Yang bisa kita lakukan adalah:
- Rutin lakukan Backup (sebelum terjadi kasus data hilang, dll), untuk berjaga-jaga agar jika tiba-tiba terjadi error yang mengakibatkan data kita hilang, masih ada harapan datanya bisa dikembalikan dengan Backup tersebut
- Rutin lakukan Sinkronisasi/Refresh, untuk mengsinkronkan data di HP Kader Pendata dengan di Server
- MD bisa sesekali membantu cek hasil pendataan Kader Pendata dengan cara login menggunakan username Kader Pendata melalui Laptop/HP lain (selain punya Kader Pendata), karena bisa saja ternyata di server statusnya sudah berubah, tetapi tidak sinkron dengan HP Kader Pendata, dan juga sekaligus memastikan bahwa data hasil kerja Kader Pendata sudah aman tersimpan pada server
Apakah ada manfaatnya Kader Pendata seringkali melakukan Sinkronisasi/Refresh? Manfaatnya adalah Kader Pendata dapat segera mengetahui status terakhir dari Proses Validasi yang terjadi di Server, namun tetap saja tidak dapat mempercepat Proses Validasinya itu sendiri.
Di atas adalah hal-hal yang bisa kita lakukan, selanjutnya semua tergantung pada proses di servernya. Kita tidak bisa mengintervensi servernya, biarkan Tim Server di Pusat melakukan yang terbaik untuk proses validasinya.
Tanggal 31 Juli semua data hasil latihan sudah dihapus dari server.
Untuk data hasil latihan yang masih ada pada HP Kader juga seharusnya sudah bersih jika Kader melakukan Clear Data & Cache Aplikasi PPK di HP-nya sebelum membuka aplikasi pada tanggal 1 Agustus.
Namun ada sebagian Kader yang membuka Aplikasi PPK sebelum melakukan Clear Data & Cache, akibatnya data hasil latihan terlanjur terunggah ke server dan tidak terhapus.
Jika sudah terlanjur seperti ini, maka hal pertama yang harus dilakukan adalah memilah diantara semua data latihan yang masih muncul tersebut, pilah mana yang Data Latihan KK Baru dan mana Data Latihan KK Pemutakhiran.
>> Untuk Data Latihan KK Baru:
Silakan dihapus, namun sebelumnya pastikan benar-benar bahwa data latihan tersebut adalah memang Data hasil Latihan KK Baru. Jika yakin, silakan dihapus.
>> Untuk Data Latihan KK Pemutakhiran:
JANGAN DIHAPUS !
Jika dihapus maka data KK (Keluarga) yang dijadikan untuk latihan tersebut juga akan ikut terhapus dari server.
Padahal data KK (Keluarga) tersebut sudah ada di situ (di dalam server) sejak sebelum digunakan untuk latihan.

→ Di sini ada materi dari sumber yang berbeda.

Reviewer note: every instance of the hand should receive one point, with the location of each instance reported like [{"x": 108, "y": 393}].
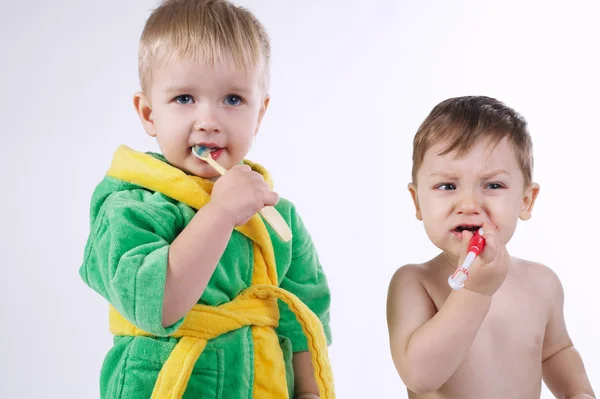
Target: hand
[
  {"x": 489, "y": 269},
  {"x": 241, "y": 193}
]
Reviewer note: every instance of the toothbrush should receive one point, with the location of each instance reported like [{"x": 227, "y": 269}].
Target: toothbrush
[
  {"x": 269, "y": 213},
  {"x": 476, "y": 245}
]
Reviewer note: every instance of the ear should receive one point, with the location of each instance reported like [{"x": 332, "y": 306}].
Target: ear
[
  {"x": 529, "y": 198},
  {"x": 144, "y": 110},
  {"x": 261, "y": 113},
  {"x": 413, "y": 193}
]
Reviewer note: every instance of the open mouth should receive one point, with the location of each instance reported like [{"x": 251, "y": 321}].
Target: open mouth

Kasihan KK (Keluarga) tersebut jika datanya dihapus dari server ☺️
Yang dapat dilakukan adalah: Mutakhirkan ulang tiap KK hasil Latihan Pemutakhiran yang masih ada di situ, namun kali ini benar-benar dimutakhirkan dengan data yang sebenarnya (sesuai kondisi riil Keluarga tersebut).
Dengan kata lain, KK Latihan Pemutakhiran yang masih muncul tersebut, sekalian didata sebagai target di PPK24 ini. Edit ulang dan isikan dengan data hasil wawancara dengan keluarga tersebut.